Die jetzt angelieferte Gas-Absorptionswärmepumpe hat nach den Worten von Bernd Schwarzfeld eine thermische Leistung von 600 Kilowatt. Sie zieht die Wärmeenergie aus dem Zentrum des Wasserbehälters. Weil dem Wasser Wärmeenergie im niedrigen Temperaturbereich entzogen wird, genügt es auch, Außenwärme über Solarkollektoren mit normaler Lufttemperatur zuzuführen. Die Firma Isocal aus Friedrichshafen hat das System entwickelt, das bereits in ganz Europa nachgefragt wird. Bernd Schwarzfeld: "Selbst bei Regen und in der Nacht spenden die Kollektoren der Hausdächer genügend Energie, um Wasserspeicher mit Wärme zu versorgen". Gut 1000 Quadratmeter Kollektorfläche befinden sich auf den Hausdächern.

Bislang hatten die Wohnungen der gut 70 Jahre alten EBV-Mietshäuser in Wilstorf elektrische Nachtspeicherheizung. Sie haben inzwischen handelsübliche Heizkörper bekommen. Insgesamt werden vom EBV rund fünf Millionen Euro in die Umstellung von Beheizung und Warmwasserversorgung der Häuser gesteckt - rund 1,5 Millionen Euro mehr als beim Einbau konventioneller Gas-Brennwerttechnik. Wegen des Klimaschutzes gibt es nach EU-Recht für nachgewiesene Mehrkosten die Genehmigung für Förderung bis 52 Prozent. Die Hamburger Umweltbehörde, die Wohnungsbaukreditanstalt Hamburg und die Kreditanstalt für Wiederaufbau tragen die Förderung.

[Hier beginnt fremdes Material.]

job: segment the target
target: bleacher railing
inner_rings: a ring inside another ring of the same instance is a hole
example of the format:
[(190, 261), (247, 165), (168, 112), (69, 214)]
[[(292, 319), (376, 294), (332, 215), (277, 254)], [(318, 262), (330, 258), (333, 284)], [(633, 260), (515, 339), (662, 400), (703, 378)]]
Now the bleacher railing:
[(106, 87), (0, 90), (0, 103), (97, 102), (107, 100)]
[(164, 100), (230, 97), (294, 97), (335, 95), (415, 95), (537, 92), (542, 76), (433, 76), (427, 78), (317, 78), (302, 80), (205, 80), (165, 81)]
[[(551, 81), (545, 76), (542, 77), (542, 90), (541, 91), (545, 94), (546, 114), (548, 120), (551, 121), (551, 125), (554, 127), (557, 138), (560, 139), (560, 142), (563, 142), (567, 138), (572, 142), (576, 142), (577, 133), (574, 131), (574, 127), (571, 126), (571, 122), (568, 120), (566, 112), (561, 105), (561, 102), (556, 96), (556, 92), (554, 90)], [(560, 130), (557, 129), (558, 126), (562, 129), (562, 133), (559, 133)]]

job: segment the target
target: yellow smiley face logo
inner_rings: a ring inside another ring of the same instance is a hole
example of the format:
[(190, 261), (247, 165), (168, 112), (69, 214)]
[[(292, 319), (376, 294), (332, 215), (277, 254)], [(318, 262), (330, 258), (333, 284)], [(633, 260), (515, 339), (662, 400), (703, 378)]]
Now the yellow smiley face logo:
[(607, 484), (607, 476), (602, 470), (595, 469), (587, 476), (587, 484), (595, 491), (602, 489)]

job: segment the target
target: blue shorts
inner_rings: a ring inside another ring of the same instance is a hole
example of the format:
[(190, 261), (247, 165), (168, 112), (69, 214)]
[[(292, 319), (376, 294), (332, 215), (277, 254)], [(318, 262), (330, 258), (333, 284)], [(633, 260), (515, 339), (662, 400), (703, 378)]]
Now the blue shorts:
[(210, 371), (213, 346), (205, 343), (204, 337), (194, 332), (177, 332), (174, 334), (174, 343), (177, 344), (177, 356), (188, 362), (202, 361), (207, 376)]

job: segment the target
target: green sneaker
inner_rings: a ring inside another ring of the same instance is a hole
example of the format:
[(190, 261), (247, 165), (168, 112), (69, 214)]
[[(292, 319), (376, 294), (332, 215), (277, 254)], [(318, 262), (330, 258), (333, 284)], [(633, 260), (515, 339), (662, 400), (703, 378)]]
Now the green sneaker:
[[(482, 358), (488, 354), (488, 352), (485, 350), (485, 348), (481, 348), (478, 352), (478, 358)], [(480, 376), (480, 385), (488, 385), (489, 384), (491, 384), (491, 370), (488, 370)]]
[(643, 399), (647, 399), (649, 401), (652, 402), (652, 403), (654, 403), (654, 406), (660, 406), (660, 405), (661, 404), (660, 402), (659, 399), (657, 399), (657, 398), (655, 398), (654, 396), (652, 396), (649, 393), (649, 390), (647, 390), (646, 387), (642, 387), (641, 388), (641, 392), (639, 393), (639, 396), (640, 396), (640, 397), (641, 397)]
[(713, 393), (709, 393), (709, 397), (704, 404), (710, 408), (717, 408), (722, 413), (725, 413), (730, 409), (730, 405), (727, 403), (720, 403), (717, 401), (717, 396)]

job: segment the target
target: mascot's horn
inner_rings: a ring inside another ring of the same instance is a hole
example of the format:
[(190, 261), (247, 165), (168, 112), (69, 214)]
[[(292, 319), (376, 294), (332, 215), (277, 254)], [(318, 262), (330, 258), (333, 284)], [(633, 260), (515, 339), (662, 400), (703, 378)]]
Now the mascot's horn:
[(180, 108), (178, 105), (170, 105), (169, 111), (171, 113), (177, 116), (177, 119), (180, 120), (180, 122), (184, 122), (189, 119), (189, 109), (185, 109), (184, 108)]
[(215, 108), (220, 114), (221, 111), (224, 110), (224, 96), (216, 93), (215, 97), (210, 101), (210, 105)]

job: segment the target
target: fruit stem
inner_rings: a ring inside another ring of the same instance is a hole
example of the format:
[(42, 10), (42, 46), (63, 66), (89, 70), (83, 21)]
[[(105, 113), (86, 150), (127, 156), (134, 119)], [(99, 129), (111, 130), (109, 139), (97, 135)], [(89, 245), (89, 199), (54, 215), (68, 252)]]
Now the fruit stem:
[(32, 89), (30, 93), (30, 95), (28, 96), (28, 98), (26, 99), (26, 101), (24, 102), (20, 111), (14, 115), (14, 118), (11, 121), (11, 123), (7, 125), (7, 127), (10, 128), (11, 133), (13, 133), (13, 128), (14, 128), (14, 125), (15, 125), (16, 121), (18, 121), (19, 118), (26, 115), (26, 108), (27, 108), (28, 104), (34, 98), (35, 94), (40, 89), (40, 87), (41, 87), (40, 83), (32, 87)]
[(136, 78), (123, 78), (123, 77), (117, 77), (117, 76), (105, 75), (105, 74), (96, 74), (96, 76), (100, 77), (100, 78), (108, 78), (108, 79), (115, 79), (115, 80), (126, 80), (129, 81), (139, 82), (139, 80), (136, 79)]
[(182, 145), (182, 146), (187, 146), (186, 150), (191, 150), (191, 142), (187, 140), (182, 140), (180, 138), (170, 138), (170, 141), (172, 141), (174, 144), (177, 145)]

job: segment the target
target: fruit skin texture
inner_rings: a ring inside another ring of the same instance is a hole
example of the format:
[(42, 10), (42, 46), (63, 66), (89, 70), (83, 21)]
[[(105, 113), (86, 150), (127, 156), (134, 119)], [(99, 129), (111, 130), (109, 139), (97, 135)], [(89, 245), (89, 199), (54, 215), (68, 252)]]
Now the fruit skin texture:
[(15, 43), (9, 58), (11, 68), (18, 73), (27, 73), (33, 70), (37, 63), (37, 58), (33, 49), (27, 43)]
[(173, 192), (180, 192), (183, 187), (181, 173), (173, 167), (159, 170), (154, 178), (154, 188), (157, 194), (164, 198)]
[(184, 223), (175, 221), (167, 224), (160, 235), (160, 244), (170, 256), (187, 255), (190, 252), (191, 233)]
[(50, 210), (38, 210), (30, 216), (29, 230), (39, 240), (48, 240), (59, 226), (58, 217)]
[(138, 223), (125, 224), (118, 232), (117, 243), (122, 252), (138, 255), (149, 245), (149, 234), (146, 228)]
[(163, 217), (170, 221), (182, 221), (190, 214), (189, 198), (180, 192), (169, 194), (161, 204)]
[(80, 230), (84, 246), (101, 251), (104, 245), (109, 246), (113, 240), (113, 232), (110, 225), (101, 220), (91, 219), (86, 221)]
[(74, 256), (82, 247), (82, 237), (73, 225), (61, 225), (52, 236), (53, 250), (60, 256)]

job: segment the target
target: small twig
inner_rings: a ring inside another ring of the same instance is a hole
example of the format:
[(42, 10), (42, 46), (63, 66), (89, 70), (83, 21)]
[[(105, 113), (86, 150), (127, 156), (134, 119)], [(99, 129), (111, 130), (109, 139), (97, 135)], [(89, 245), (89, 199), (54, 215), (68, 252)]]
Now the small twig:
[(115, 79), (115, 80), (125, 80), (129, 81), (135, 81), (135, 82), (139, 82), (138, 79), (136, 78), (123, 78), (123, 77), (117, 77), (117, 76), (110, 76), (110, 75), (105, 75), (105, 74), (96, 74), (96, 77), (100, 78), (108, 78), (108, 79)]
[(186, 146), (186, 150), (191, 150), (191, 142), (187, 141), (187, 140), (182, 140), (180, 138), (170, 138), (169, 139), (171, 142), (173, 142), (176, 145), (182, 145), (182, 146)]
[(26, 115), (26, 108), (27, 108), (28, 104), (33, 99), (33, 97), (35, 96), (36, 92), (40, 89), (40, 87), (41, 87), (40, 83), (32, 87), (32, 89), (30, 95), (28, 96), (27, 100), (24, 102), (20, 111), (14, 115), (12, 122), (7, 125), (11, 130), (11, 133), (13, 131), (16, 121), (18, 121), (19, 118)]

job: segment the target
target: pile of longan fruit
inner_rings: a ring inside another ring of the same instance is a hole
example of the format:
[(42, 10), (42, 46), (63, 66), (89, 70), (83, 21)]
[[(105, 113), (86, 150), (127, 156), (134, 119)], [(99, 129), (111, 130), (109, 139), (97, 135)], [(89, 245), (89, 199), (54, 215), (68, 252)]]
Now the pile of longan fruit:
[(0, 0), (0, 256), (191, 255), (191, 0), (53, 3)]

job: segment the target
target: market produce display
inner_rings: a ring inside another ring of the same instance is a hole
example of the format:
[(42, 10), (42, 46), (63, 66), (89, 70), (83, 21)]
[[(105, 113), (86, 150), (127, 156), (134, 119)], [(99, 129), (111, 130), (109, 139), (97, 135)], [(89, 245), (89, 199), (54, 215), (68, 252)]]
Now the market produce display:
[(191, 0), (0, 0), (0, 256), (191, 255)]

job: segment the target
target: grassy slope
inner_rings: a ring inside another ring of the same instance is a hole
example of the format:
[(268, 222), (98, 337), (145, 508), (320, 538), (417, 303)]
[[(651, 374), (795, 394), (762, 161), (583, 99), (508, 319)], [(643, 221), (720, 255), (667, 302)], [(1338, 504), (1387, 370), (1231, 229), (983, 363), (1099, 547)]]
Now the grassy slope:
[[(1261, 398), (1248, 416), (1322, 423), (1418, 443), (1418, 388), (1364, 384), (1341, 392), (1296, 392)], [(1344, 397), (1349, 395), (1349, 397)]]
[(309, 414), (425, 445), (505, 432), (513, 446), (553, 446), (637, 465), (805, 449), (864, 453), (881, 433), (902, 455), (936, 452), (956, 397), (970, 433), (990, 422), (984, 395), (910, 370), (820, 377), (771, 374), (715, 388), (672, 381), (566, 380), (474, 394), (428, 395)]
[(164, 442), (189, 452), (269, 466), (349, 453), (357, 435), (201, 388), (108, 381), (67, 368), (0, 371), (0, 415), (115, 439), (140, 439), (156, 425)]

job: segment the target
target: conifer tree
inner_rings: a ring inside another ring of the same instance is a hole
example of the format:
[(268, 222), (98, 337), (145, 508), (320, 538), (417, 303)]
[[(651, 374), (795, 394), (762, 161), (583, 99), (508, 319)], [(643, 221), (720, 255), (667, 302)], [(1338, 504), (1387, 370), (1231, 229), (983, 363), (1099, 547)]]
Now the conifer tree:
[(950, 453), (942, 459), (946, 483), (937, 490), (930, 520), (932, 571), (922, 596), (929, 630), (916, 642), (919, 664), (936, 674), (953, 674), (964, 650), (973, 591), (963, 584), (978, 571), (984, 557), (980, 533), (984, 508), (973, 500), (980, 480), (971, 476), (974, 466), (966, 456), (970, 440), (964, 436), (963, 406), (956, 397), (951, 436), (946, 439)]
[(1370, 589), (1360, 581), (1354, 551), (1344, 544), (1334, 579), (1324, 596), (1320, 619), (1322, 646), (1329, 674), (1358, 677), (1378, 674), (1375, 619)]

Das Eisheizungs-Projekt in Wilstorf stößt nach den Worten von Bernd Schwarzfeld auf riesiges Interesse bei Vertretern der Wohnungswirtschaft und auch der Umwelttechnik. "Wir haben pro Monat etwa ein bis zwei Besichtigungen vor Ort mit Vorträgen", sagt er. EBV-Vorstand Joachim Bode sagt: "Ich bin überzeugt, dass das Eisspeichersystem unter den drei Aspekten Energiekosten, Investitionskosten und Wartungskosten die günstigste Lösung bietet. Zudem werden durch den Betrieb jährlich mehr als 1200 Tonnen Kohlendioxid vermieden."

Zum Bau der Eisheizung hat auch bereits Hamburgs früherer Wirtschaftssenator Axel Gedaschko, jetziger Präsident des Bundesverbandes der deutschen Wohnungs- und Immobilienunternehmen Stellung genommen. Er sagt: "Die Wohnungswirtschaft kann einen wichtigen Beitrag zur Bezahlbarkeit der Energiewende leisten. Wohnungsunternehmen können die Energie dort produzieren, wo sie benötigt wird." Durch dezentrale Energieerzeugung und -nutzung könne beim bundesweiten Ausbau der Energienetze viel Geld gespart werden.